There are lots of changes from 43 years ago, 1980, when I traveled there. More people. We were traveling in January and February 1980, so that’s not a fair comparison. But the crowd is more diverse. At that time we ran into Australian travelers, the same people in hostels as we traveled. We were mostly Caucasian. Now the crowd is much more diverse and I also do not know what language a person will speak. Race is a messy construct anyhow, very unscientific, but I really like the diversity and not knowing what language a person will be fluent in until I hear them speak.

Here is the Vatican Museum. Also crowded and diverse.

Here is a park near the train station in Rome with some “Olympics” for both kids and adults.

We were staying in hostels and only did one formal tour. I wonder if the expensive hotels have the same diversity.
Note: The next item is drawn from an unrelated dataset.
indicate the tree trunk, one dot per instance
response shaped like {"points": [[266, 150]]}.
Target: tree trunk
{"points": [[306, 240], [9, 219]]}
Let’s end with the fountain again.

For the Ragtag Daily Prompt.

4 thoughts on “Diversity

  1. Perpetua's avatar Perpetua says:

    It’s a melting pot

  2. One of my strangest experiences in Milan was buying a coffee at a kiosk by the cathedral. An Asian woman was in front of me, Korean, it happened. She didn’t speak Italian and the guy behind the counter didn’t speak English. I’d been there several times during that strange week, so when he saw me he asked me if I could tell the woman how much the coffee cost. 🀣

    The English language tour to see Leonardo’s Last Supper was all Asians and me.

    • drkottaway's avatar drkottaway says:

      Our Vatican Museum and Sistine Chapel 3 hour tour was all sorts of people and the whole museum was as busy as a crowded concert. In the Sistine Chapel they regularly had an announcement in Italian and English saying please be quiet, this is a church. Then people would be quiet for a little bit.